In this pandemic higher education in the United States has, in so many ways, shown a deep decay. From nearly every angle, our institutions have rejected their basic obligations and revealed in plain sight the gnarly rot of decades of corporatization and casualization.
Oh no.

The faculty have possibly voted to entertain a motion voicing opposition to the university's suit against the graduate student union. Not support for our demands, but support for ending any strike.
Wait. They may not have voted to entertain that motion. They may need 65% and not 2/3 vote to entertain new motions. Nothing is certain.
https://twitter.com/carolyn_guay/status/1306345674838020096
This is a good question. And based on the discussion afterward, clearly many faculty did not understand the...basic rules of majority-based voting? Idgi: https://twitter.com/carolyn_guay/status/1306342716234698752
They are now revoting on whether to entertain a motion in which they would ask the university to stop suing GEO.
The revote has passed! They will now (maybe) entertain the motion. I really hope this passes at least, to minimize the harm they faculty have elsewhere done today. I doubt the university will actually listen, but it at least would show the faculty's divided loyalties.
Someone suggests the revote is illegal.

I suspect he's right.
Someone voices support, but only because it can't cause the administration any harm.
They are going to vote on the possibly illegal motion requesting the university to stop suing GEO.

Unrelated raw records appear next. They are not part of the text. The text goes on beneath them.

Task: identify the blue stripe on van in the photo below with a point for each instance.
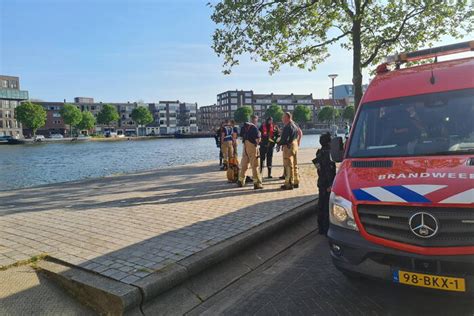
(361, 195)
(407, 194)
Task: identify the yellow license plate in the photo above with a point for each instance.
(431, 281)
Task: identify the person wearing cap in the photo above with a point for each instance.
(269, 133)
(228, 138)
(251, 139)
(217, 138)
(326, 174)
(289, 144)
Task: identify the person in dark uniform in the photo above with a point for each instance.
(289, 144)
(326, 174)
(251, 139)
(217, 137)
(269, 133)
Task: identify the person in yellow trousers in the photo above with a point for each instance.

Each moment of procedural tail-chasing is another piece of proof in favor of disbanding the university system altogether.
The possibly illegal and definitely nonbinding motion has passed. The faculty, from one side of their mouth, would like the university to please stop union busting, but, from the other side of their mouth, not enough to force the regents to make a hard decision on the matter.
https://twitter.com/carolyn_guay/status/1306350001577168896
They are voting to adjourn.

I can't imagine who else they can betray today, so I assume their business is done.
@zoey_do just messaged me, quoting the chair in her final message about all the people with screen readers who couldn't vote: “’I know there are people that are unhappy and that’s just the way world works,’ is the official U-M faculty stance on accommodations I guess.”
There were like four votes on making this more accessible, and each one failed badly.
It continues to be unclear as to whether abstentions actually count, as @peterjmartel has been pointing out:
If abstentions don't count, then the vote of no confidence in the president should have passed. And many other votes should have passed as well. This is a possible disaster, enabled by professors more invested in following made-up rules than anything else.